On top of which, Shyamalan leaves
us with a wholly unacceptable finale, on at least two levels. (The need to
avoid spoilers prevents further comment on same.) He seems more interested in
self-referencing an incident from Unbreakable,
his 2000 follow-up to Sixth Sense.
(This works because Split, like many
of his films, also is set in Philadelphia.)
Nor should we overlook the cutesy
cameo Shyamalan gives himself, as one of Dr. Fletcher’s researchers.
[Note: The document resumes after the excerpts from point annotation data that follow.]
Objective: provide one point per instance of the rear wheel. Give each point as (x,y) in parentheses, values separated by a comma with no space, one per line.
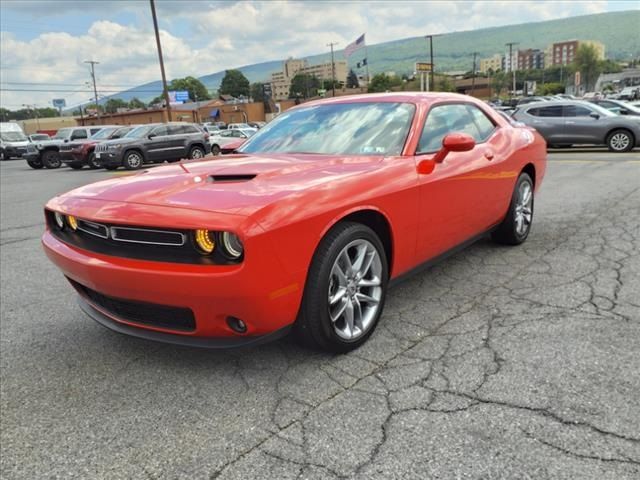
(515,227)
(345,291)
(35,165)
(51,159)
(92,162)
(133,160)
(620,141)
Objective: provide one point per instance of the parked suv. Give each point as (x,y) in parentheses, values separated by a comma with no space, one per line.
(568,123)
(78,154)
(47,153)
(153,143)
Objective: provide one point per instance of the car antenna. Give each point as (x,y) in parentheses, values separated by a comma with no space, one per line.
(183,167)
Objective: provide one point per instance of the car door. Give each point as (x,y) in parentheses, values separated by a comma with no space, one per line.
(463,195)
(548,121)
(157,143)
(583,125)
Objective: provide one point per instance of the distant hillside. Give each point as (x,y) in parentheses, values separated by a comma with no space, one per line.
(618,31)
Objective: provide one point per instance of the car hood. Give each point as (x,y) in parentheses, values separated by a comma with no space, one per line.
(240,184)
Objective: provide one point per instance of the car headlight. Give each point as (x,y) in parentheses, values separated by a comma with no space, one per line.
(59,218)
(232,245)
(204,240)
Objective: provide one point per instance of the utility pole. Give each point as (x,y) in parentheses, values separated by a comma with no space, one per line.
(164,77)
(95,90)
(333,68)
(473,74)
(513,70)
(431,74)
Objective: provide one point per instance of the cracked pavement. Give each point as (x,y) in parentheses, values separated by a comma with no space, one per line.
(500,362)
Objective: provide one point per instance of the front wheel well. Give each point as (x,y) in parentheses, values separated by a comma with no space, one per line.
(377,222)
(531,171)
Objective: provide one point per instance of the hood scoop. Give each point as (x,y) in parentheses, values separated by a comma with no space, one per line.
(231,178)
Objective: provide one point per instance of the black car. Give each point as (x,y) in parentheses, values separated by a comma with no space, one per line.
(153,143)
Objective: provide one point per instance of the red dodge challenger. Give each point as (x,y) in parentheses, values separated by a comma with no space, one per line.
(304,228)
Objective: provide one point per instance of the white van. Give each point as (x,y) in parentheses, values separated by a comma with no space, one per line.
(13,141)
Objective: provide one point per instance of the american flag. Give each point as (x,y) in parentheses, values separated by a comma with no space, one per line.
(352,47)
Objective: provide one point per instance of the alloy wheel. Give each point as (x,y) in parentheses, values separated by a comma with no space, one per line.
(619,141)
(524,208)
(355,289)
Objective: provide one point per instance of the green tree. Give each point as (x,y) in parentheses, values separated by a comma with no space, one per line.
(197,90)
(136,103)
(113,104)
(587,63)
(257,92)
(352,80)
(235,84)
(383,82)
(304,85)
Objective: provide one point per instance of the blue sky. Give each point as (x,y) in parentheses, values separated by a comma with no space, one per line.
(46,42)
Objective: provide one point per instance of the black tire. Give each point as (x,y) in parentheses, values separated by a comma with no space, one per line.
(507,233)
(35,165)
(197,152)
(92,162)
(133,160)
(314,327)
(51,159)
(620,141)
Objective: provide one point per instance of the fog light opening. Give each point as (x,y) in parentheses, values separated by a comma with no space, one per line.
(237,325)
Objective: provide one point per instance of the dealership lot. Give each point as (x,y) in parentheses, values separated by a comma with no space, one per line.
(497,363)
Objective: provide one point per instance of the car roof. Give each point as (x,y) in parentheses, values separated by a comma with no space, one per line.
(397,97)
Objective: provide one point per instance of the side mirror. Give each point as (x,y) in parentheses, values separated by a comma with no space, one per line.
(452,142)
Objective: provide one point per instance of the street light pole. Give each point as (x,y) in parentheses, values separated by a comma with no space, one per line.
(164,77)
(333,69)
(95,90)
(431,74)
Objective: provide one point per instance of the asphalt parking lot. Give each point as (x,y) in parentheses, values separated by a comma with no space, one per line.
(497,363)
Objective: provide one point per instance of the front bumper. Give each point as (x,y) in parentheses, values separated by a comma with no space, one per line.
(212,293)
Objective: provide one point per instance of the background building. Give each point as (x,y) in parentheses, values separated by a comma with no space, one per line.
(563,53)
(492,63)
(281,81)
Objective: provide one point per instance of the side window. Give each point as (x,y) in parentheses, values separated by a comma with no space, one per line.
(80,133)
(576,111)
(444,119)
(483,124)
(553,111)
(160,131)
(175,129)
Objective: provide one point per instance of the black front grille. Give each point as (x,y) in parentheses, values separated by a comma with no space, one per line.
(163,316)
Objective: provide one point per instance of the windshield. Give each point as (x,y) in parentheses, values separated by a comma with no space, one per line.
(62,133)
(104,133)
(365,128)
(12,137)
(140,131)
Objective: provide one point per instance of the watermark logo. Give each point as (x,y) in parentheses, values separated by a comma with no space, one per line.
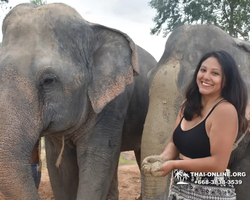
(181,176)
(213,178)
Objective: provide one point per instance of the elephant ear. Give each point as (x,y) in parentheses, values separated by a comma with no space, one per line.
(114,64)
(243,44)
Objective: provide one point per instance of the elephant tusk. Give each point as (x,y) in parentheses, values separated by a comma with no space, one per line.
(59,159)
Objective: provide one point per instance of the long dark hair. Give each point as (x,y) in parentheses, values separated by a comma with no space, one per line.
(234,90)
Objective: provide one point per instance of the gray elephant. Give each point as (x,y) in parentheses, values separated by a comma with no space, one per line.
(77,84)
(169,79)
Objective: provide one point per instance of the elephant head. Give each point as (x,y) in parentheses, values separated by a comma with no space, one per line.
(56,70)
(169,79)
That’s another problem with
Shyamalan’s recent efforts. He’s neither talented enough, nor respected enough,
to get away with such self-indulgent, nod-and-wink non-sequiturs. I can’t
imagine why studios keep financing his films. How many turkeys can one man
deliver, before his director’s license is taken away?
Yes, Split has its moments. But that doesn’t make it much more than a
two-hour test of patience, nor will it do any business in these doldrums of
January.
It’s just another nail in the
coffin of Shyamalan’s once promising career.